AUGUSTA, Maine — Gov. Paul LePage’s administration released roughly $1 million in taxpayer funds to 2018 legislative and gubernatorial candidates in response to a judge’s order on Tuesday, although bureaucratic confusion reigned on the issue for much of the day.
It could end one legal fight over Maine’s Clean Election program, but another could be on the way. The money to be released Tuesday to about 120 state candidates was originally due in June, while another $4.8 million in the fund is locked away because of a legislative drafting error.
In June, the Republican governor drew a lawsuit from advocates by trying to run the clock out on just under $1 million in Clean Election funding by refusing to sign financial orders to cover the $1.4 million for which candidates had qualified by the end of the last fiscal year on June 30. Instead, candidates got about a quarter of that amount, which was all that was left in the fund.
A Maine judge ruled last week that a fiscal order wasn’t required to allocate money to the fund and ordered the LePage administration to make the full amount of money — just under $1 million in all, according to Maine Ethics Commission data — available to candidates by Tuesday.
LePage’s budget department didn’t appeal. But it issued a Monday letter to the ethics commission — which administers the fund — that created confusion by saying because Stokes’ order said the fund falls outside of normal budget processes, it would pull certain fiscal supports for the commission. The commission isn’t trained to issue checks and track payments.

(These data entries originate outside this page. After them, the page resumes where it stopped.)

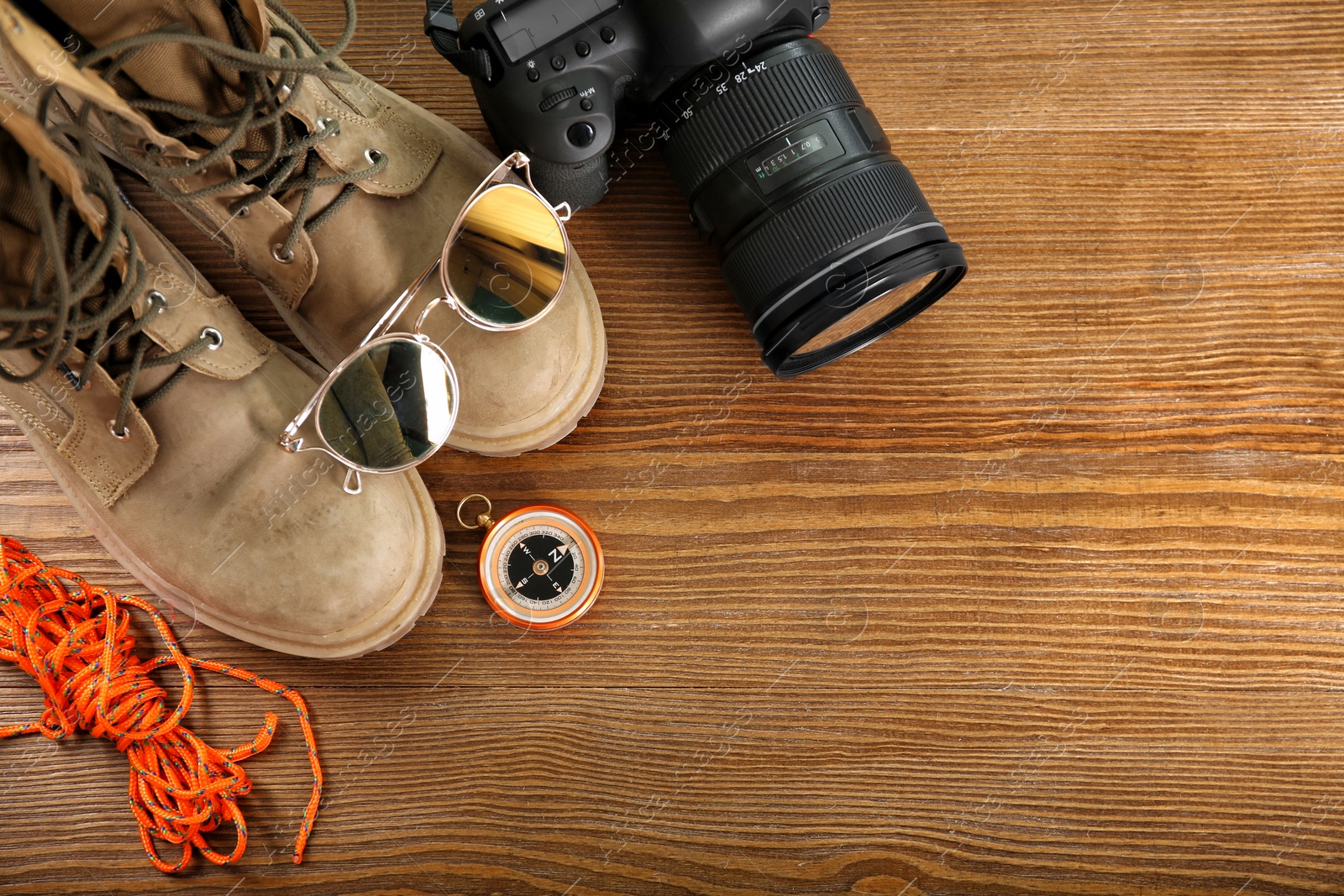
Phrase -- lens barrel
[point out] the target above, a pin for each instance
(826, 239)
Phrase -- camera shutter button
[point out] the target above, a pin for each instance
(582, 134)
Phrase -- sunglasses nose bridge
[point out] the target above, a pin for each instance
(418, 331)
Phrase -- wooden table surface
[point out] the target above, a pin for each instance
(1038, 595)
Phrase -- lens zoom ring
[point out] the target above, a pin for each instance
(729, 125)
(827, 221)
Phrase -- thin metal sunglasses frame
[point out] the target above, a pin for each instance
(293, 443)
(494, 181)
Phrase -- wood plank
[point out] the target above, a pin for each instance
(1038, 595)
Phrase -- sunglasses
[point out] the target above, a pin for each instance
(394, 401)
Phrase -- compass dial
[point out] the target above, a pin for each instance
(541, 567)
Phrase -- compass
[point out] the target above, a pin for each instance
(541, 566)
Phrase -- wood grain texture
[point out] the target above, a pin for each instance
(1038, 595)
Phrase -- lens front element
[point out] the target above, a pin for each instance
(390, 407)
(867, 315)
(826, 239)
(507, 261)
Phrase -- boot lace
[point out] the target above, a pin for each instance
(78, 300)
(289, 160)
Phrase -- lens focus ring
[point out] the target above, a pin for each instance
(725, 127)
(867, 203)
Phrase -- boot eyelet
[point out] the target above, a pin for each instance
(215, 338)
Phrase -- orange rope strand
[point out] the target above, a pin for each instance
(74, 641)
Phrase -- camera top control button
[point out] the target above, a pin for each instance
(582, 134)
(557, 98)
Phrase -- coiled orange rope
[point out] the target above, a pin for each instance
(74, 641)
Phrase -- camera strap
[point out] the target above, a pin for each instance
(441, 29)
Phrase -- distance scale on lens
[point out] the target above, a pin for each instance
(541, 567)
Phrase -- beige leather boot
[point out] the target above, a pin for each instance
(159, 411)
(333, 192)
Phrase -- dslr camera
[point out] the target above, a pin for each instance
(824, 237)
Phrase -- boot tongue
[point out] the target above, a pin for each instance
(171, 71)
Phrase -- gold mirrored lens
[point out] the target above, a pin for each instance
(390, 407)
(507, 262)
(867, 315)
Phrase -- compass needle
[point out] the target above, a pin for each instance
(541, 567)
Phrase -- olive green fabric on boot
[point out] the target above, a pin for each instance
(371, 186)
(187, 485)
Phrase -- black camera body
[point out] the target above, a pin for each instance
(824, 237)
(569, 70)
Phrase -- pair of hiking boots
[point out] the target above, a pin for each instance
(154, 402)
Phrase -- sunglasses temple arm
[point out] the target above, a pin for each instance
(401, 304)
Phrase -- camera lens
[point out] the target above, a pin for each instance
(826, 239)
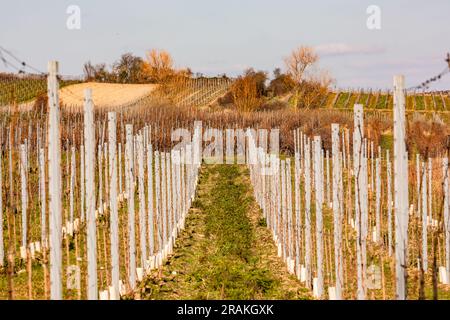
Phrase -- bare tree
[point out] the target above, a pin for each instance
(300, 60)
(159, 65)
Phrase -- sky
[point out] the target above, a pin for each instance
(215, 37)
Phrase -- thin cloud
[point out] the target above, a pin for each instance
(340, 49)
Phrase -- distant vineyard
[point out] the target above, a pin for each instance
(24, 88)
(197, 92)
(432, 101)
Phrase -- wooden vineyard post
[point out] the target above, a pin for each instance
(150, 200)
(290, 261)
(54, 182)
(72, 185)
(337, 211)
(169, 202)
(142, 209)
(389, 200)
(378, 197)
(82, 184)
(318, 183)
(401, 202)
(308, 240)
(424, 262)
(445, 185)
(360, 187)
(298, 224)
(89, 143)
(24, 196)
(113, 207)
(158, 205)
(2, 246)
(129, 159)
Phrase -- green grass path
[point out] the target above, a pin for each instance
(225, 251)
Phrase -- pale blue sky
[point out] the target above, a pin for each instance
(218, 36)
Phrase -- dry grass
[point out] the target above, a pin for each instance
(105, 95)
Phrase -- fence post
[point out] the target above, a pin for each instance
(130, 200)
(54, 179)
(318, 179)
(401, 202)
(114, 215)
(89, 143)
(337, 211)
(360, 186)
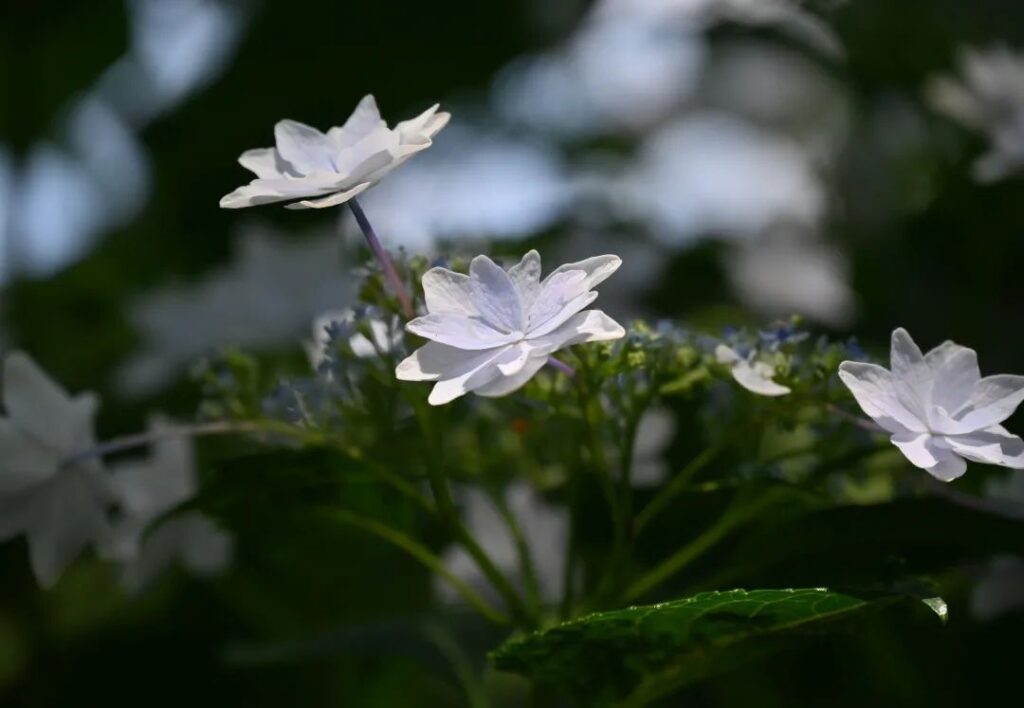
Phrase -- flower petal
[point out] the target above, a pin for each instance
(304, 147)
(955, 372)
(994, 446)
(465, 376)
(365, 119)
(430, 362)
(266, 163)
(40, 408)
(24, 460)
(525, 277)
(757, 378)
(583, 327)
(992, 400)
(873, 388)
(331, 200)
(598, 268)
(460, 331)
(449, 292)
(508, 384)
(495, 296)
(932, 454)
(70, 518)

Later Tuesday, LePage spokeswoman Julie Rabinowitz said in a statement that the funds are now available to the commission, and the budget department is working to train commission staff on how to budget and issue checks and track payments to candidates.
“In short,” Rabinowitz said, the department “is assisting in making sure the funds get transferred to the individual accounts today.”
Paul Lavin, the commission’s assistant director, said on Tuesday afternoon that the department sent additional staffers to help process payments by day’s end. He said candidates will see them within days, though the administration’s action “will have a serious impact” on the commission’s day-to-day operations and staff is “still assessing the full implications.”
After the letter was released, Bob Howe, a lobbyist for Maine Citizens for Clean Elections, which led the lawsuit, said that it appeared LePage was trying to “throw sand in the gears” of the payments. After the statement from the governor’s office, Howe said it looked more “hopeful.”
The Clean Election fund has a bigger problem, with $4.8 million for this fiscal year inaccessible because of a drafting error in a 2017 budget that broke a state shutdown. Republicans in the Maine House of Representatives have blocked a fix; Democrats have held up approval of a bipartisan plan to conform to the federal tax code.
No deal has been struck to end the impasse, and Maine Citizens for Clean Elections has said that it could file another lawsuit seeking release of the funds using a similar legal argument to the first lawsuit if the Legislature doesn’t act.